Mas Maria foi virgem por toda a vida? E por que isso importa?

Este não é um fórum para resumir as evidências que demonstram a virgindade perpétua de Maria. Esses argumentos já foram defendidos muitas vezes em respostas de apologistas católicos. Aqui, preocupamo-nos principalmente em saber por que é importante a resposta a essa questão.

A primeira razão pela qual a virgindade perpétua de Maria é importante é que se trata de uma verdade, não de opinião, e o fato é que a Igreja tem defendido infalivelmente essa doutrina desde os seus primeiros dias. Certamente, os Padres da Igreja, por exemplo, não defenderiam uma inverdade; afinal, veritas vos liberabit, “a verdade vos libertará” (Jo 8, 32). A virgindade perpétua de Maria raramente foi desafiada na história cristã. Até mesmo os principais reformadores protestantes reconheceram que a virgindade perpétua de Maria é ensinada nas Escrituras, e todos os Padres da Igreja a sustentaram como verdadeira.

Nomes de peso como Tertuliano, S. Atanásio, S. João Crisóstomo, S. Ambrósio e S. Agostinho argumentaram, com base nas Escrituras, que Maria permaneceu virgem por toda a vida. Isso era verdade para os cristãos em todo o mundo conhecido, latino e grego, do Oriente e do Ocidente. Orígenes de Alexandria, por exemplo, escreveu: “Não há filho de Maria, exceto Jesus, segundo a opinião dos que pensam corretamente sobre ela” (Comentário a João I 4). S. Jerônimo, o magnífico tradutor e erudito bíblico, afirmou claramente: acreditamos que Maria permaneceu virgem por toda a vida, porque lemos isso nas Escrituras (cf. Contra Helvídio 21).

O proto-evangelho de Tiago, embora não seja escritura canônica, é um importante documento histórico que nos diz muito sobre o que a Igreja primitiva acreditava. Escrito no século II d.C., não muito depois do fim da vida terrena de Maria, este documento faz um grande esforço para defender a virgindade perpétua de Maria. Na verdade, alguns estudiosos — incluindo Johannes Quasten, o grande estudioso da patrística do século XX — pensaram que esse era o objetivo principal do texto. Entre outras coisas, é do protoevangelium que colhemos a tradição segundo a qual Maria foi consagrada para o serviço no Templo quando jovem, o que significaria uma vida de virgindade perpétua. De fato, o texto indica que Maria foi confiada a José para que ele lhe protegesse a virgindade.

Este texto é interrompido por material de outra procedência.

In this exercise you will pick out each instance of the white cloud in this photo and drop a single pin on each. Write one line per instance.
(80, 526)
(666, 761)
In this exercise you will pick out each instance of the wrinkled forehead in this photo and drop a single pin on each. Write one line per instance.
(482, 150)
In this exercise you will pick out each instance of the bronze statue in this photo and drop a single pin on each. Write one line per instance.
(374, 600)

No II Concílio de Constantinopla, de 553 d.C., Maria recebeu oficialmente o título de “sempre Virgem”. Um século depois, o Papa Martinho I esclareceu que, com isso, a Igreja quer dizer que Maria foi virgem antes, durante e depois do nascimento de Cristo (ante partum, in partu, et post partum). Este é um ponto crucial — o parto virginal é essencialmente incontestável entre os cristãos. É na questão de saber se Maria permaneceu virgem que muitos protestantes discordam da Igreja Católica.

Martinho Lutero, Ulrico Zuínglio, João Calvino (pelo menos no início da carreira) e outras primeiras figuras protestantes reconheceram que a virgindade perpétua de Maria é ensinada na Bíblia. Infelizmente, ao longo dos séculos desde a Reforma, seus descendentes teológicos se perderam nesse aspecto. Hoje, poucos protestantes reconhecem a verdade, muito menos a base bíblica, da virgindade perpétua de Maria.

Novamente, não estou tentando provar o caso aqui com um apelo a uma ampla variedade de autoridades. Ofereço esta breve pesquisa de história da Igreja sobre a questão para mostrar que a Igreja frequente e inequivocamente defendeu a doutrina como verdadeira, porque sua verdade é importante, ao passo que sua negação é um desenvolvimento relativamente recente na história da Igreja.

Em segundo lugar, a virgindade perpétua de Maria é importante porque sua verdade tem implicações importantes para todos nós, a saber: aponta para além de sua vida, para o mundo que está por vir, um mundo em que não haverá mais casamento e todos seremos como Maria foi. “Na ressurreição, os homens não terão mulheres nem as mulheres, maridos; mas serão como os anjos de Deus no céu” (Mt 22, 30), disse Jesus aos saduceus. A virgindade de Maria é uma prefiguração do céu, a recompensa para aqueles que dizem a Deus, com Maria: “Faça-se em mim segundo a tua palavra” (Lc 1, 38).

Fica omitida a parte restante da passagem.